Natürlich werden einige Erkenntnisse in langen, trockenen Texten überliefert, wie die Lektüren Kants oder die unverständlichen, niedergeschriebenen Gedanken von Hegel. Wenn es aber an das breite Publikum gerichtet ist und ich spreche auch von den Ungebildetsten, dann lehrt man sie am besten mit Geschichten. Nicht weil die blosse Gedanken unverständlich sind, sondern weil Geschichten uns näher stehen. Sie erregen Empathie, Mitgefühl, bauen Spannung auf und aufs aristotelische Drama zurückgreifend, erleben wir den Effekt der Katharsis. Für mich ist es selbstverständlich, dass Geschichten bessere Übermittler der Erkenntnisse sind - wobei ich die Definition der Erkenntnis eingrenzen muss: Ich spreche nicht von wissenschaftlichen Erkenntnissen, sondern ich gehe mehr von philosophischen Erkenntnissen aus, so lehrt Schiller uns über die Macht in seinem Drama "Maria Stuart".

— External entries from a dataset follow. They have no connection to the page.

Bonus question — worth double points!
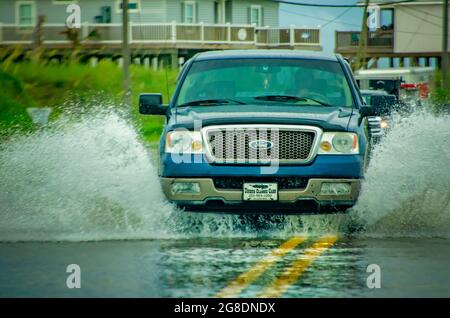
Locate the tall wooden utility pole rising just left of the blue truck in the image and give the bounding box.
[122,0,132,106]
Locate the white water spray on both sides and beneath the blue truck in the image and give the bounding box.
[0,105,450,241]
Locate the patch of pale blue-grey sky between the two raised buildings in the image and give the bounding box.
[280,0,362,53]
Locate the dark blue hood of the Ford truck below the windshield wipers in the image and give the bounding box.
[167,104,358,131]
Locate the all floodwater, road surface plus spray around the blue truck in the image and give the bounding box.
[0,109,450,297]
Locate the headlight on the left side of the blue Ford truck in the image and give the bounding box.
[165,130,203,154]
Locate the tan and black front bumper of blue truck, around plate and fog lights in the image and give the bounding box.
[161,178,360,213]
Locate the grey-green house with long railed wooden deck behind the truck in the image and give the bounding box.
[0,0,321,64]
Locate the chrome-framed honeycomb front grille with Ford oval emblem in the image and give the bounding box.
[205,126,320,164]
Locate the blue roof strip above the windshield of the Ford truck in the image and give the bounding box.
[195,50,337,61]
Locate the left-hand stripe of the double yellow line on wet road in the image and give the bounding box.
[215,236,307,298]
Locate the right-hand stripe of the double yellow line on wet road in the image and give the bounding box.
[259,236,338,298]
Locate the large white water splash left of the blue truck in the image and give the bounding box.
[0,107,173,240]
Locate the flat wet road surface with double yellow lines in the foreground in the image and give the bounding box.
[0,236,450,297]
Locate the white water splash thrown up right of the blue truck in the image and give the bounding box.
[351,111,450,237]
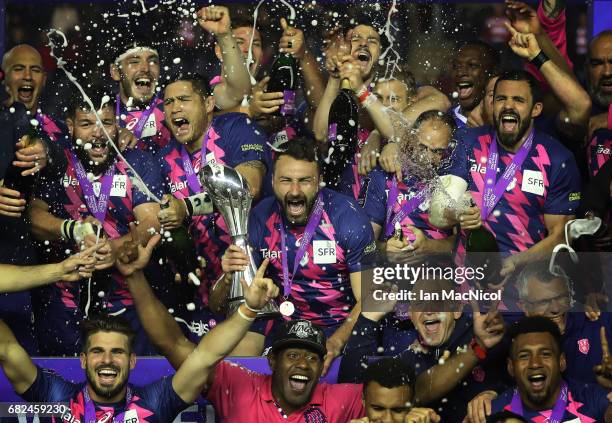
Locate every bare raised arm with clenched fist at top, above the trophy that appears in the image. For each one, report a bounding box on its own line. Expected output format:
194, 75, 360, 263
198, 6, 251, 110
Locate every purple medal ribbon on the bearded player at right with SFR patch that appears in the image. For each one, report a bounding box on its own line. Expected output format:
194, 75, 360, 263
481, 129, 534, 221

Wenn ich in einen Bücherladen gehe, laufe ich immer an einer Abteilung mit der Überschrift "Sachbücher" vorbei. Wie erwähnt sind nicht alle Sachbücher schlecht, aber einige finde ich nicht lesenswert. Ich möchte keine Titeln nennen, aber häufiger Weise gehören die zur Unterkategorie "Self-Help", "Ratgeber" oder der ähnliches. Ich habe keine persönlichen Probleme mit diesen Büchern, aber müssen die wirklich sein? Schiller und Goethe schrieben nicht etliche Essays, über wie man sich bilden solle. Nein, sie drücken ihre Nachricht über die Literatur aus. Ich finde diese Art gelungen. Beim Lesen von Literatur (je nach Buch) wird unser Gehirn aktiv, wir denken nach, analysieren, reflektieren und fantasieren. Somit ist die Literatur in bestimmten Themen einfach geeigneter; wie hätte George Orwell sonst einen totalitären Überwachungsstaat darstellen sollen, als in einem Roman, oder wie soll James Baldwin die Diskriminierung der Schwarzen Amerikaner:innen zeigen, wenn nicht in einem Roman.

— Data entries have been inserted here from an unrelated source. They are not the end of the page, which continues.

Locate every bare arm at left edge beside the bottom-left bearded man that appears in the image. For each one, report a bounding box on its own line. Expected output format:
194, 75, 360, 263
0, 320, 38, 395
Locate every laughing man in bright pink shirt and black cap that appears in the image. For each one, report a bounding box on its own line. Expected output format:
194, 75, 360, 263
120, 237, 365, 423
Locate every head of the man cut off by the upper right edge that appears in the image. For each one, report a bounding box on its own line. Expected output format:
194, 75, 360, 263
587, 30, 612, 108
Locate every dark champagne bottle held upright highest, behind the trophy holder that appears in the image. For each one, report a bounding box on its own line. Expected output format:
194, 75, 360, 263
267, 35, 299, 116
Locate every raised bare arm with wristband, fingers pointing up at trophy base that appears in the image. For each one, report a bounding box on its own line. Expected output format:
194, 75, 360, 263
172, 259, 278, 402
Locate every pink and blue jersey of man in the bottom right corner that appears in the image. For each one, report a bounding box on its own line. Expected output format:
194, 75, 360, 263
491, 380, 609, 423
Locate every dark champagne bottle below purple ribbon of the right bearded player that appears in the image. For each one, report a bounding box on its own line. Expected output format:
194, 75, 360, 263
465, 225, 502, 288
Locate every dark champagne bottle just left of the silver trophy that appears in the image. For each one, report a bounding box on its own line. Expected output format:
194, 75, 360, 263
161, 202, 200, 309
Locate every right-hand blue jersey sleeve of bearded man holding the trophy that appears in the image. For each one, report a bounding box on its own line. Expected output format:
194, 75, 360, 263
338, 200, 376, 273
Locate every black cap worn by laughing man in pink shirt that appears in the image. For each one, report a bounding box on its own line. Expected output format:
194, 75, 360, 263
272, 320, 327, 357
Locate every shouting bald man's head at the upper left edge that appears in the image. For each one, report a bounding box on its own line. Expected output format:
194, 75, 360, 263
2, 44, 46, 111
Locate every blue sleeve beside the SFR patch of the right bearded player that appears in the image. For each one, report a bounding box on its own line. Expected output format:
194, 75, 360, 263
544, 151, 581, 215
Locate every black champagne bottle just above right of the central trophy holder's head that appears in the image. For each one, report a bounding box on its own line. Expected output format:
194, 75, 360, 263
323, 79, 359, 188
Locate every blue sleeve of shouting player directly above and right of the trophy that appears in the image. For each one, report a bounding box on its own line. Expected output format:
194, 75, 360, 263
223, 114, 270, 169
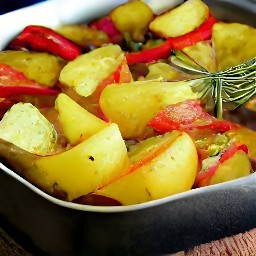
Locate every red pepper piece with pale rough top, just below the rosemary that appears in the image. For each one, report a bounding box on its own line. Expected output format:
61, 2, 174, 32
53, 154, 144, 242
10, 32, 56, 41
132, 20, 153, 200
148, 101, 237, 133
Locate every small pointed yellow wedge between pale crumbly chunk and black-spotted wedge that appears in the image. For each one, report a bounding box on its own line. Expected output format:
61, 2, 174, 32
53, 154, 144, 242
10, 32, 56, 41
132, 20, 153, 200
55, 93, 108, 144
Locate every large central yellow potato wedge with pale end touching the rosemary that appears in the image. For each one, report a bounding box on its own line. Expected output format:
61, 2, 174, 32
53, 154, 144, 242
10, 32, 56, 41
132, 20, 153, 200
100, 81, 197, 139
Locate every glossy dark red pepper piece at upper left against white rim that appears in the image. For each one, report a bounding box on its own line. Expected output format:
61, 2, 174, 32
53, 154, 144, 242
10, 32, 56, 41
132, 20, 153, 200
8, 25, 82, 61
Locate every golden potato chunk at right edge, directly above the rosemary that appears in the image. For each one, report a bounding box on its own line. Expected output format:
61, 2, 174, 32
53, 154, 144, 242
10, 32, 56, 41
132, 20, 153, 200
212, 23, 256, 71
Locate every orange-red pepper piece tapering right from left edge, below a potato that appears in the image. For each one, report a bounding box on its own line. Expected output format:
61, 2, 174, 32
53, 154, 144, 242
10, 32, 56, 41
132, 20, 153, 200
0, 64, 59, 98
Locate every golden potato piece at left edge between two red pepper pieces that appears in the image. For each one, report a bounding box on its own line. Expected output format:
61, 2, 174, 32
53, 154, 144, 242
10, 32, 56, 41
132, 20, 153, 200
0, 51, 66, 86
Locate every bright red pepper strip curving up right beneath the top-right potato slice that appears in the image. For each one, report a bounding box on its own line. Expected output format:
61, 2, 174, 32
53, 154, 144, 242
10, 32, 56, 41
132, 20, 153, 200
171, 14, 217, 50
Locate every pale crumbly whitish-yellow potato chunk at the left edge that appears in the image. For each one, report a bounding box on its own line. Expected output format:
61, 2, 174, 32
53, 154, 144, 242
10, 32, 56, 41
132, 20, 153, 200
0, 103, 58, 155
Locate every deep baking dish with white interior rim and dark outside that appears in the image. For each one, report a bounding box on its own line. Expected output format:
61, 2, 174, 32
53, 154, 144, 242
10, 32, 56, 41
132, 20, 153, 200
0, 0, 256, 256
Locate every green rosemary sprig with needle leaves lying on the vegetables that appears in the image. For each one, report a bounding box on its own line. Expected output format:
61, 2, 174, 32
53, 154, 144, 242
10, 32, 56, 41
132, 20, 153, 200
170, 56, 256, 118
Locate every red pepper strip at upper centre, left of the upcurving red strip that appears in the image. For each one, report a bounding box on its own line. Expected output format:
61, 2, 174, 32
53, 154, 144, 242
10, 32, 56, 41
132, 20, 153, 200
126, 39, 172, 65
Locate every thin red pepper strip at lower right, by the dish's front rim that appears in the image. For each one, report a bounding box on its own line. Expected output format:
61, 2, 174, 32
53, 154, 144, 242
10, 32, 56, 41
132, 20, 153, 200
194, 143, 248, 187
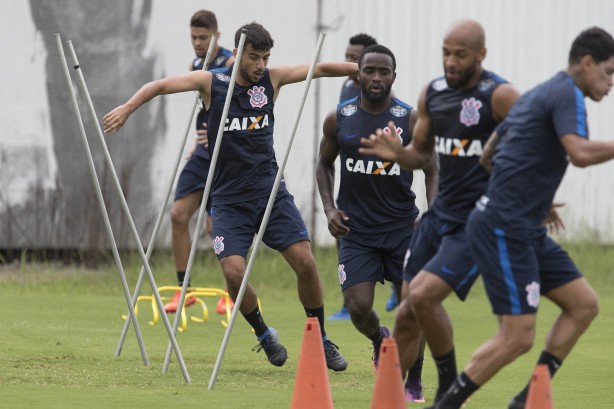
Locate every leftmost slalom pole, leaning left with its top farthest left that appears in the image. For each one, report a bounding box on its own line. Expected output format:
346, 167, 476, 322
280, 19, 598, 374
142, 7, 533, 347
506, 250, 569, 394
55, 34, 149, 366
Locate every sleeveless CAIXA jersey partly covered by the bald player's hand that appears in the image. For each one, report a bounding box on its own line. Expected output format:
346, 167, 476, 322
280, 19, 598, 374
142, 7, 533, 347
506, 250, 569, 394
336, 97, 418, 233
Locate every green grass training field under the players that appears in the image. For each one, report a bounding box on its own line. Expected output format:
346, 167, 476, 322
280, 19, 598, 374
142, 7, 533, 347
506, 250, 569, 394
0, 244, 614, 409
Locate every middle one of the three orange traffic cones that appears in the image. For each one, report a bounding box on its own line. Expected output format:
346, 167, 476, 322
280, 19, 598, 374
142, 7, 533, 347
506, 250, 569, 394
371, 338, 407, 409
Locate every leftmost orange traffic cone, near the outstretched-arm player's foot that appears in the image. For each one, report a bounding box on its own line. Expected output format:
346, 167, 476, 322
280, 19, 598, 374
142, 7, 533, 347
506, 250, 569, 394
290, 317, 334, 409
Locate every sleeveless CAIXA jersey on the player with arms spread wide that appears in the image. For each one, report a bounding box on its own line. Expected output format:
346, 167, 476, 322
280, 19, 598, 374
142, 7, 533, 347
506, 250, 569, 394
208, 68, 285, 204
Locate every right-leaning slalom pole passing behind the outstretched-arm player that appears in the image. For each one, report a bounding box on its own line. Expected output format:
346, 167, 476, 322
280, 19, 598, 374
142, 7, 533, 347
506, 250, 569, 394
115, 35, 217, 356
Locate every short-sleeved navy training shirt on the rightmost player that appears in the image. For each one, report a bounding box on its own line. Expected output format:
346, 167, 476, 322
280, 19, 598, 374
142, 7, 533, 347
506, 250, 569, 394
478, 71, 588, 234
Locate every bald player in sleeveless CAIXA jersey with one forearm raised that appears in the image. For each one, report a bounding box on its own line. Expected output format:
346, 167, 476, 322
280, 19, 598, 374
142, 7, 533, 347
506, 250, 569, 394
363, 19, 518, 401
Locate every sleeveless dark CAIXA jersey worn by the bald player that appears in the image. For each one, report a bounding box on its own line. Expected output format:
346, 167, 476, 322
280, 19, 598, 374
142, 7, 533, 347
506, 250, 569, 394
426, 70, 507, 223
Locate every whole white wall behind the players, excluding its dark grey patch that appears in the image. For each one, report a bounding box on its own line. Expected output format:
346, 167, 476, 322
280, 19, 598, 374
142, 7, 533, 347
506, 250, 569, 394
0, 0, 614, 243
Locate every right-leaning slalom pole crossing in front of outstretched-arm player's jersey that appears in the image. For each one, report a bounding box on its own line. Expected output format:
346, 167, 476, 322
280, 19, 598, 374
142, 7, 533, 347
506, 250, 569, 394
162, 29, 247, 373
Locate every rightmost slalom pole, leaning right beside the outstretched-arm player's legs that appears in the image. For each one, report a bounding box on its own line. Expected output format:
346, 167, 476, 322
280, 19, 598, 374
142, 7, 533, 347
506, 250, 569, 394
209, 33, 325, 390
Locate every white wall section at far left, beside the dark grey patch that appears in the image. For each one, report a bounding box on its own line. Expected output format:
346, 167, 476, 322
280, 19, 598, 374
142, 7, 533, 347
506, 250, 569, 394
0, 0, 56, 201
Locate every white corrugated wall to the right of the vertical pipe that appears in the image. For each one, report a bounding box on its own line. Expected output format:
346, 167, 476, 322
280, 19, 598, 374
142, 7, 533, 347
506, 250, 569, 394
323, 0, 614, 241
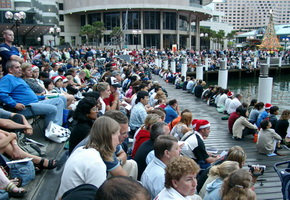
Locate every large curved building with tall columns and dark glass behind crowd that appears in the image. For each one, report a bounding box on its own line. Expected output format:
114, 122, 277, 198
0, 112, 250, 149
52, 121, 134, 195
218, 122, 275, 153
59, 0, 212, 49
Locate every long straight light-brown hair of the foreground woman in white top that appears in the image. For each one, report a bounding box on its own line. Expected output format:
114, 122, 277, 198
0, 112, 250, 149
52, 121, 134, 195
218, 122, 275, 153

Geschichten haben eine lange Tradition. Bei den Höhlenmenschen dienten sie als Handbuch der Sitten. Die Literatur ist mehr als nur Unterhaltungsmittel oder Transportmitteln von Ideen. Sie ist ästhetisch und fördert unser Verstand, sie ist edel und kritisiert gewisse Strukturen. Ich schliesse den Schluss: Die Literatur ist der wichtigste Begleiter des Menschen.